Plantagenet style

Plantagenet style is an architectural building design of churches and cathedrals during the 12th century, characterized by cross-ribbed vaults and extremely curved dome vaults which resulted in the use of thick walls and piers. It is also the start of the transition from the Romanesque style to the Gothic style of architecture.

Characteristics
The Angevin Gothic is distinguished by facades different from those of Île-de-France , which have three portals. The bedside does not systematically include flying buttresses (such as the cathedral of Saint-Pierre de Poitiers , whose bedside is a simple vertical wall).

But it is especially the vaults that characterize the Angevin Gothic: the Angevin vault has a very curved profile (keystone substantially higher than the doubleaux and the formets), while the vault is slightly flatter (keystone at the same level than the doubleaux and the formets ).

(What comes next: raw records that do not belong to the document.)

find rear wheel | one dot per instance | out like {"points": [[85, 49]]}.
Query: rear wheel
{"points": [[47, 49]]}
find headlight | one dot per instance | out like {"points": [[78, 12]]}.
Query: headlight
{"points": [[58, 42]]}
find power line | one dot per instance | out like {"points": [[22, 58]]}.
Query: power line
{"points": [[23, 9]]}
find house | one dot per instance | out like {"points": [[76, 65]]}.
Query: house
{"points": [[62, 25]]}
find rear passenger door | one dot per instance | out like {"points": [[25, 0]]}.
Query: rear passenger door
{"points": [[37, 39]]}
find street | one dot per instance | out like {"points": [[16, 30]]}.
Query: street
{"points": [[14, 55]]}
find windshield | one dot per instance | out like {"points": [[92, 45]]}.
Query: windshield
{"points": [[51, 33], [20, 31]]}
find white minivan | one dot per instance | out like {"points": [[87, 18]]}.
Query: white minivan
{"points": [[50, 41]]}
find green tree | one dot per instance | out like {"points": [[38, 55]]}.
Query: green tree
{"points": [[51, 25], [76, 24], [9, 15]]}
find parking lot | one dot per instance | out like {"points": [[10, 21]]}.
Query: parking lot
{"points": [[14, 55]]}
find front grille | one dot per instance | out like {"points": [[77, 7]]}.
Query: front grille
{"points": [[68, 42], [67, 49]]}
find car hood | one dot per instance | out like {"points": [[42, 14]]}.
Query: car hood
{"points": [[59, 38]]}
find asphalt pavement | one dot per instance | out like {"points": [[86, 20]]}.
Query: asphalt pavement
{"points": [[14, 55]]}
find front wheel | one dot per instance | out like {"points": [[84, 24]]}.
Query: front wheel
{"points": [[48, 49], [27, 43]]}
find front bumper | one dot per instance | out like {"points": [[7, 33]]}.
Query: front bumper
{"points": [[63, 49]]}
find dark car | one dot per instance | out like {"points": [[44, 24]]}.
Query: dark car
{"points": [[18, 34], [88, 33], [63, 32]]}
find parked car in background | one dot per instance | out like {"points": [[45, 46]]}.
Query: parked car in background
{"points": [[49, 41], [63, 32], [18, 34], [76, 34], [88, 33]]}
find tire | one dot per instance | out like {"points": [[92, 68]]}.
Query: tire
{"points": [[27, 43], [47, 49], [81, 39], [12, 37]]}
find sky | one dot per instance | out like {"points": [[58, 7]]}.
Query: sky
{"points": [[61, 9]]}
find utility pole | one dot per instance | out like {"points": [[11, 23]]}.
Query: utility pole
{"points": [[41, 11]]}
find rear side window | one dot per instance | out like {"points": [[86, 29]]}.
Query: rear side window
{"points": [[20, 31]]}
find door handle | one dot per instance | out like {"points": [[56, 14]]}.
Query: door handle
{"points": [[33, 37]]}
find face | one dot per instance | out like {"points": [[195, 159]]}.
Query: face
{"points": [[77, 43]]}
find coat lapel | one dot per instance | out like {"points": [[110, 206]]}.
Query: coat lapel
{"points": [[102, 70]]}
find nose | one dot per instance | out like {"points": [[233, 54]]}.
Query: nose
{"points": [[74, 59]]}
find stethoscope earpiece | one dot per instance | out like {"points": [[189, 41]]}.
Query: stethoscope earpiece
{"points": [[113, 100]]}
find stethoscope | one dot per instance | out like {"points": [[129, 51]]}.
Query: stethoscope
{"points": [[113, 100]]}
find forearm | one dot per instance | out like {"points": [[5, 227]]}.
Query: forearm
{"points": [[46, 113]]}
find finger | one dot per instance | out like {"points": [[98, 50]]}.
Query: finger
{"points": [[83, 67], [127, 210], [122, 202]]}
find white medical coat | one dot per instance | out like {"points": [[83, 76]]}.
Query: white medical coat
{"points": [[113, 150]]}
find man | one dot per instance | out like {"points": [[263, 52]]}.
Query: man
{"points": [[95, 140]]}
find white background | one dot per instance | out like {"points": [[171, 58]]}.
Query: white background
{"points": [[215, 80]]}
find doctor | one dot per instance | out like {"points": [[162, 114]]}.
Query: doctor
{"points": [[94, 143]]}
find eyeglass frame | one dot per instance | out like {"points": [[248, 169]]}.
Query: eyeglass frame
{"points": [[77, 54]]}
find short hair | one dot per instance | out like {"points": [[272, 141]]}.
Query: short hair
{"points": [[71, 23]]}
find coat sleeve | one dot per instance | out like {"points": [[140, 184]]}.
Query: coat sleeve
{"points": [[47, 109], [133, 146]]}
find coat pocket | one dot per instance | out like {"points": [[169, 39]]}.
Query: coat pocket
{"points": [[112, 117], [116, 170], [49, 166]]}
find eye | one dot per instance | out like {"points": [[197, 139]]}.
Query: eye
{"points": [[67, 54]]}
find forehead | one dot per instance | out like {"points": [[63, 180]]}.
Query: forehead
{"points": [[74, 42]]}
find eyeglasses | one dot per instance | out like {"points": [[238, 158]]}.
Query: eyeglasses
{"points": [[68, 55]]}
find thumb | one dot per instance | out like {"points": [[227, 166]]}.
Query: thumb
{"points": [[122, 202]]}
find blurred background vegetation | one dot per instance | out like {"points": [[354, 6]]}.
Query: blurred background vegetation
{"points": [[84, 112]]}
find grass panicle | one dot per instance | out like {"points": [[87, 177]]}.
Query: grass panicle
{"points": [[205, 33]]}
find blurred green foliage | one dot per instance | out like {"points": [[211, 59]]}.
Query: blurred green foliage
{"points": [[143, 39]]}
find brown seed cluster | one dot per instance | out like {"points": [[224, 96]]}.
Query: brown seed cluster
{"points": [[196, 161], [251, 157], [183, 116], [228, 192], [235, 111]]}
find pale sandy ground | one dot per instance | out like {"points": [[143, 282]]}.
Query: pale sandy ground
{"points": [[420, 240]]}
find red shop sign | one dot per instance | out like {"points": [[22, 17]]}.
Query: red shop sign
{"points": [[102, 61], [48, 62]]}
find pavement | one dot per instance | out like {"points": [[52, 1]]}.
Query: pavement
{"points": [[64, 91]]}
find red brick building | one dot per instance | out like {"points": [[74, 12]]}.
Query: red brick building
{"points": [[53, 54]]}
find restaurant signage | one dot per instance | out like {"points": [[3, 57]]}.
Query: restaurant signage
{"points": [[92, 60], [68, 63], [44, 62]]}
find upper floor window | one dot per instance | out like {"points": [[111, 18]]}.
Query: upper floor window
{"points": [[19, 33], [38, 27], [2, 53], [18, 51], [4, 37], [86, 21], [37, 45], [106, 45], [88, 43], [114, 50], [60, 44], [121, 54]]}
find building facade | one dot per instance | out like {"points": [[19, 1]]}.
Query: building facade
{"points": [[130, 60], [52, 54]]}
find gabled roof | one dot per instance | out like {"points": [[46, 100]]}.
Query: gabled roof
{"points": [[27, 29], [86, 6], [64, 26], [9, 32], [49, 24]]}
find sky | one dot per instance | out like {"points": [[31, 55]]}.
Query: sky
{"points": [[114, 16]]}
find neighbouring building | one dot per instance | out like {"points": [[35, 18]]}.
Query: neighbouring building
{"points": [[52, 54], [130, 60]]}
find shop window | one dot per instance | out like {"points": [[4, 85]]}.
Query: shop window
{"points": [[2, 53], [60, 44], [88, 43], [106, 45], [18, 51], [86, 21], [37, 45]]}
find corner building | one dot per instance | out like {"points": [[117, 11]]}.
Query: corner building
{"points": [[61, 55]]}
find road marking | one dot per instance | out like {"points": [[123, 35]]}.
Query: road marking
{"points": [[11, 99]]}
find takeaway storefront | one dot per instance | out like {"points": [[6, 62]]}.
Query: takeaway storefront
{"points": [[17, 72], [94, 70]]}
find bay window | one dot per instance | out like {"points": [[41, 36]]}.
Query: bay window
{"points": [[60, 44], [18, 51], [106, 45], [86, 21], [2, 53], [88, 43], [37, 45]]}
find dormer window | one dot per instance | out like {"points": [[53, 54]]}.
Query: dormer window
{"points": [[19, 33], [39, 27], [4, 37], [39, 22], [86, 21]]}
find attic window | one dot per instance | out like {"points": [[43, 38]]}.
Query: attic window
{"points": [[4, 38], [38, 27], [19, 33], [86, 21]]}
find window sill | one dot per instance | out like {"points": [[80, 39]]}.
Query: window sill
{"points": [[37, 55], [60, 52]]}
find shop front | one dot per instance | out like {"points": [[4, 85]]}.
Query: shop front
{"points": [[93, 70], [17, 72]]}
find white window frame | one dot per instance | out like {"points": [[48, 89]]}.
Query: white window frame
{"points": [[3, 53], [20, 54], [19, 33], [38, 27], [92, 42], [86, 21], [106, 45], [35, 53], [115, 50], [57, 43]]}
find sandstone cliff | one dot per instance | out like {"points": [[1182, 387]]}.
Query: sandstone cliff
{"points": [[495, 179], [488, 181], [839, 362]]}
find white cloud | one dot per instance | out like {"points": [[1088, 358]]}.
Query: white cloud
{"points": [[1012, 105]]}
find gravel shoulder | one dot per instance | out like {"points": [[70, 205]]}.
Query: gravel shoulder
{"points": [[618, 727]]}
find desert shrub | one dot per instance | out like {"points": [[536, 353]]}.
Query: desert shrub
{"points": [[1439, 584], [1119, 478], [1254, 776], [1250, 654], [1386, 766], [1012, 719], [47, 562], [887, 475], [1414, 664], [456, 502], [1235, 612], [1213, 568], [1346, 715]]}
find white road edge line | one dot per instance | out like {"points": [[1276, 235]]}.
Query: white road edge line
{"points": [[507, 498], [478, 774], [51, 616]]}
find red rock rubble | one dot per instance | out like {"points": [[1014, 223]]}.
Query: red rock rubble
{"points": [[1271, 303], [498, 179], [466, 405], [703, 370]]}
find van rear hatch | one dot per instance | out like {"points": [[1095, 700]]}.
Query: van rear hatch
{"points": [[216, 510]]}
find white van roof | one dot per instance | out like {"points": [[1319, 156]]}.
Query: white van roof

These strongly domed Gothic vaults often armed with 8 toric veins that radiate around a round keystone. This vault with multiple ribs concerns in the Maine-et-Loire about forty buildings, and in the Indre-et-Loire about thirty buildings.

In the nave of the cathedral of Angers , the keystone is 3,50 meters higher than the key of the doubleaux and the formets.

In the twelfth century, more numerous and more graceful ribs fall on the top of the round columns. As at the Saint-Serge d’Angers abbey .

This typical mid- twelfth century system is a combination of Gothic revival (ribbed vault) and Romanesque architecture in western France (churches with cupolas such as Saint-Front Cathedral Périgueux or the Saint-Pierre cathedral of Angoulême ). It is characterized by a nave that can be a single vessel (without low sides) or three vessels, very domed warheads that grow little to tilt and do not require flying buttresses.

In Poitiers, Aliénor d’Aquitaine built in the palace of the Dukes of Aquitaine and Counts of Poitou , the magnificent King’s Room or room of the Pas-Perdus, at the end of the 12th century.